Patrick Sandoval (LAA): Consensus Rank – SP65
“There is much to like about Angels 25-year-old left-hander Patrick Sandoval. The southpaw enjoyed a mini-breakout last season, striking out 94 batters in 87 innings while pitching to a 3.62 ERA and 1.21 WHIP. Those numbers would look even a tad better if you throw out his final start of the season, in which he gave up four runs before exiting with a lower back injury. The injury (lumbar stress reaction) caused Sandoval to be shut down for the remainder of the season, but there is no indication that he should not be fully healthy for 2022. Powered by a terrific changeup to complement his fastball, sinker, slider, and curveball, Sandoval does a terrific job of keeping hitters off-balance and limiting hard contact, as he ranked amongst the best in the league in terms of exit velocity (85.4 MPH) allowed in 2021. Sandoval also recorded two 10+ strikeout games last season, including a 13-strikeout performance against the Twins in a near no-hitter, and had two other games with nine strikeouts as well. He makes for a terrific pick in the later rounds of drafts.
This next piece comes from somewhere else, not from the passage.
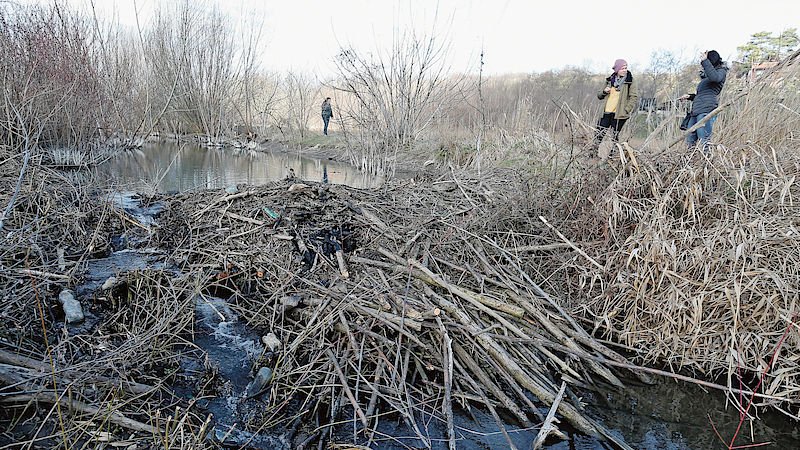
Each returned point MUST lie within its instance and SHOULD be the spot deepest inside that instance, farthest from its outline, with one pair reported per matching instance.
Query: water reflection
(168, 167)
Another honorable mention is Elieser Hernandez (MIA).”
– Lucas Spence (Pitcher List)

Cristian Javier (HOU): Consensus Rank – SP80
“I had colleagues of mine who make a living covering baseball tell me Javier was simply electric last spring. He may have to battle for a rotation spot, but much like Kopech, that dual RP/SP eligibility can be very useful and it’s only a matter of time before he gets a shot at being a starter via injury or poor performance. Javier reminds me a lot of a young Johnny Cueto in his Reds’ days.”
– Joe Pisapia (FantasyPros)

Stephen Strasburg (WSH): Consensus Rank – SP71
“Yes, Strasburg is fragile. He had thoracic outlet surgery last July, but the surgery reportedly went well. The bottom line is that when he pitches, he’s going to pitch well — he always has. If he’s injured, you can pick up another pitcher. But at Strasburg’s current ADP, the pot odds are right to draft him and hope for 100-plus innings of good health.”